FABRICATION AND CHARACTERIZATION OF A MICROSCALE CELLULAR LOADING DEVICE FOR CELLULAR BIOMECHANICAL STUDY

Mechanical stimuli interfere with cellular behaviors under many physiological conditions. To understand the role of mechanical stimuli, engineered devices are developed to apply mechanical loads to cells in vitro. Despite of their usefulness, these devices are limited since they often lack the capacity of spatial load control, which is essential for intercellular study. Moreover, application of both compressive and tensile loads using a single loading device is challenging. Here, we fabricate and characterize a microdevice for applying programmable compressive/tensile loads to live cells. The device consists of two PDMS substrates. The top substrate consists of nine circular membranes with patterned microdots array on the top surfaces. Each membrane is connected with a microfluidic channel built in the bottom substrate. Upon actuation, the fluid in the channels deforms the membranes and applies controllable strain to cells cultured on the membranes. In this design, each membrane can be individually controlled to apply desired strain levels. The surface strain of the PDMS membranes is characterized by mapping the displacement of the dot array.

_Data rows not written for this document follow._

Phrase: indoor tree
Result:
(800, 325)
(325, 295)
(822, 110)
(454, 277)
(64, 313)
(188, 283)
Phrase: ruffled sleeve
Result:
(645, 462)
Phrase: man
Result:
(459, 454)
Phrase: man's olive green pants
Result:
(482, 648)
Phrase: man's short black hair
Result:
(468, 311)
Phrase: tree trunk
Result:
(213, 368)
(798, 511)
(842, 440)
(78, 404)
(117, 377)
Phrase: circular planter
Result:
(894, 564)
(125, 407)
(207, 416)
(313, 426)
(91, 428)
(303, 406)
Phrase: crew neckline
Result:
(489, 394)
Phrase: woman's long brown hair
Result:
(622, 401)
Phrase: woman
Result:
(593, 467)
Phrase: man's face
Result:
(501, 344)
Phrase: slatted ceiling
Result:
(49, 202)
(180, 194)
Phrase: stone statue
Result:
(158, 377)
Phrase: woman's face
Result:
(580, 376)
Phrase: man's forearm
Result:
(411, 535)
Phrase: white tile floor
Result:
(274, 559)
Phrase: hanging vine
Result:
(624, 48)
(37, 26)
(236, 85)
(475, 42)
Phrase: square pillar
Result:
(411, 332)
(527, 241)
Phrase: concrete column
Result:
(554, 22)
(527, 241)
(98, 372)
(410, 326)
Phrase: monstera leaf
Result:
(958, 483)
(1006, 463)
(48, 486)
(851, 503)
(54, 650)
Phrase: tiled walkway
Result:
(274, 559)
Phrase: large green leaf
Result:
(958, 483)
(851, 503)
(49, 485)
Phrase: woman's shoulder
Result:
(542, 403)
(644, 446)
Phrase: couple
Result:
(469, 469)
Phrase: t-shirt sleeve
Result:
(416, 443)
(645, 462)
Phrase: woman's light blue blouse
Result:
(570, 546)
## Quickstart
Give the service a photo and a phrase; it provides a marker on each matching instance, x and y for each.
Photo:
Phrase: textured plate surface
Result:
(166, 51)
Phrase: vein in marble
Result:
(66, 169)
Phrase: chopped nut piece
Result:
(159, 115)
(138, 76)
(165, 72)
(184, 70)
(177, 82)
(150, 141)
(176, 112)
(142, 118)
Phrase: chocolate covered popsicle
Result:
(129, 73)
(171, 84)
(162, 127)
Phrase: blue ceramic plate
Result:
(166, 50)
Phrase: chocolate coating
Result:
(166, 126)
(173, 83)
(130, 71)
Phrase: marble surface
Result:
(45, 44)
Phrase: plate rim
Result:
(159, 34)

The result of strain analysis shows that, the radial strain at the center of a circular membrane upon deformation ranges from about 5% compressive strain to about 20% tensile strain, validating the capacity of the device in applying both tensile and compressive stresses. Cell testing is performed using trabecular meshwork endothelial cells. Cells on different membranes are subjected to 0.5Hz of compressive or tensile stresses. The result shows that compressive and tensile stresses have different effects on the cells, indicating the device a promising solution for cellular biomechanical study.